Get started

Run Spot for the first time

Inside your code, you just have to add the spot.h header file.

#include "spot.h"

New API

Since version 3.0, there is no allocator API anymore. Users just have to provide the backing array (see below).

Ok, now you want to use the SPOT algorithm. You can allocate a Spot object either on stack or on heap.

// stack allocation
struct Spot spot;
// or heap allocation
struct Spot* spot_ptr = (struct Spot*)malloc(sizeof(struct Spot));

Then you must init that structure with the spot_init function.

// here we assume stack allocation
struct Spot spot;
// provide a backing buffer to store the excesses
double buffer[200];
// init with SPOT parameters
int status = spot_init(
        &spot,  // pointer to the allocated structure
        1e-4,   // q: anomaly probability
        0,      // low: observe upper tail
        1,      // discard_anomalies: flag anomalies
        0.998,  // level: tail quantile (the 0.2% higher values shapes the tail)
        buffer, // buffer: backing array to store the excesses (now provided by the user)
        200     // max_excess: number of data to keep to summarize the tail
    );
// you can check the initialization
if (status < 0) {
    // print error
    char msg[100];
    error_msg(-status, msg, 100);
    printf("ERROR %d: %s\n", -status, msg);
}

Basically q is the anomaly probability. The algorithm will flag events that have a lower probability than q. In practice, it must be very low (like 1e-3 or less).

The low parameter just defines whether we flag high (low = 0) of low (low = 1) values while discard_anomalies says that we want to reject anomalies.

The level should be a high quantile (a value close to 1). It is useful to delimitate the tail of the distribution. One may use values like 0.98, 0.99 or 0.995.

Finally buffer/max_excess is the container of the data will be kept to model the tail of the distribution.

You can read more about the parameters in the dedicated section.

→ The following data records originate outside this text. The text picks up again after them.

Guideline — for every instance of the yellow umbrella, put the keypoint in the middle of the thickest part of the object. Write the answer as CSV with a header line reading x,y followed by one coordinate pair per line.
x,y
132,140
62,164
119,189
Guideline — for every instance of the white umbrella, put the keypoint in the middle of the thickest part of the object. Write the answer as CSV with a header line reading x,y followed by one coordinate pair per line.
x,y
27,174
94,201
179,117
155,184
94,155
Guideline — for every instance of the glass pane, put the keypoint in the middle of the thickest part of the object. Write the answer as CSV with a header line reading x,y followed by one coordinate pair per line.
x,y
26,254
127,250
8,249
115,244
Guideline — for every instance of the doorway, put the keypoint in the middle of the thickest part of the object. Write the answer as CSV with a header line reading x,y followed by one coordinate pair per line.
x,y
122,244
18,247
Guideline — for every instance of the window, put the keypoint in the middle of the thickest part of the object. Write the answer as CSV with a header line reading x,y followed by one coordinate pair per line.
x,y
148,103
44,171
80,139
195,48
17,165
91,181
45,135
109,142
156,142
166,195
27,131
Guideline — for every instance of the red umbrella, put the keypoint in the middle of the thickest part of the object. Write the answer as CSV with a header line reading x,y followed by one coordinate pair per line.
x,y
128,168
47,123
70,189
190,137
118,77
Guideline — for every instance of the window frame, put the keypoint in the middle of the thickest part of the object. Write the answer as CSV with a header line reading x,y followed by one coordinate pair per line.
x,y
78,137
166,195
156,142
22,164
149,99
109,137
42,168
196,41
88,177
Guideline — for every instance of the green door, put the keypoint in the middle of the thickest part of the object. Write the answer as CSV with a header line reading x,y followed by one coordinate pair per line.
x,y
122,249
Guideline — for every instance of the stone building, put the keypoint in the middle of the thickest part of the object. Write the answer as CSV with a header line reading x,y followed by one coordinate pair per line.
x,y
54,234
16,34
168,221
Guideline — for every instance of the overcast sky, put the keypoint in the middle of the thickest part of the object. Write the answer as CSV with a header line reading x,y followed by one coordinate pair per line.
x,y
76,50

Before prediction, we commonly need to fit the algorithm with first data. In practice you must provide a buffer of double (pointer + size of the buffer). How many records are needed? Briefly, few thousands (like 2000) but it depends on the parameters passed to SPOT (and also whether you have enough data).

// double* initial_data = ...
// unsigned long size = ...
status = spot_fit(&spot, initial_data, size);
if (status < 0) {
    // print error
    char buffer[100];
    error_msg(-status, buffer, 100);
    printf("ERROR %d: %s\n", -status, buffer);
}

Full example

Here we present a basic example where the SPOT algorithm is run on an exponential stream.

// basic.c
// BUILD:
// $ make
// $ cc -o /tmp/basic examples/basic.c dist/libspot.a* -Idist/ -lm
// RUN:
// $ /tmp/basic [--stdlib]

#include "spot.h"
#include <math.h>
#include <stdio.h>
#include <stdlib.h>
#include <string.h>
#include <time.h>

#define MAX_EXCESS 200

#ifndef M_PI
#define M_PI 3.14159265358979323846
#endif

unsigned long const TRAIN_SIZE = 20000;
unsigned long const TEST_SIZE = 500000;

// N(0, 1) - Box-Muller transform
double gaussian_random() {
    double u = 1.0 - ((double)rand() / (double)RAND_MAX);
    double v = (double)rand() / (double)RAND_MAX;
    return sqrt(-2.0 * log(u)) * cos(2.0 * M_PI * v);
}

int main(int argc, const char *argv[]) {
    if (argc > 1 && strcmp(argv[1], "--stdlib") == 0) {
        set_math_functions(log, exp, pow);
    }

    double buffer[MAX_EXCESS];

    // set random seed
    srand(time(NULL));
    // stack allocation
    struct Spot spot;
    int status = 0;
    // init the structure with some parameters
    status = spot_init(
        &spot,
        1e-4,   // q: anomaly probability
        0,      // low: observe upper tail
        1,      // discard_anomalies: flag anomalies
        0.99,   // level: tail quantile (the 1% higher values shapes the tail)
        buffer, // backing array to store the excesses (tail data)
        MAX_EXCESS // max_excess: size of the backing array (number of
                   // elements)
    );

    if (status < 0) {
        return -status;
    }

    // initial data
    double train[TRAIN_SIZE];
    for (unsigned long i = 0; i < TRAIN_SIZE; i++) {
        train[i] = gaussian_random();
    }

    // fit
    status = spot_fit(&spot, train, TRAIN_SIZE);
    if (status < 0) {
        return -status;
    }

    // run
    double test[TEST_SIZE];
    for (unsigned long i = 0; i < TEST_SIZE; i++) {
        test[i] = gaussian_random();
    }
    int normal = 0;
    int excess = 0;
    int anomaly = 0;

    clock_t start = clock();
    for (unsigned long k = 0; k < TEST_SIZE; k++) {
        switch (spot_step(&spot, test[k])) {
        case ANOMALY:
            anomaly++;
            break;
        case EXCESS:
            excess++;
            break;
        case NORMAL:
            normal++;
            break;
        }
    }
    clock_t end = clock();

    double elapsed = (double)(end - start) / (double)CLOCKS_PER_SEC;

    printf("Time: %.2f ms\n", 1000.0 * elapsed);
    printf("Throughput: %.2f value/s\n", (double)TEST_SIZE / elapsed);
    printf("ANOMALY: %d, EXCESS: %d, NORMAL: %d\n", anomaly, excess, normal);
    return 0;
}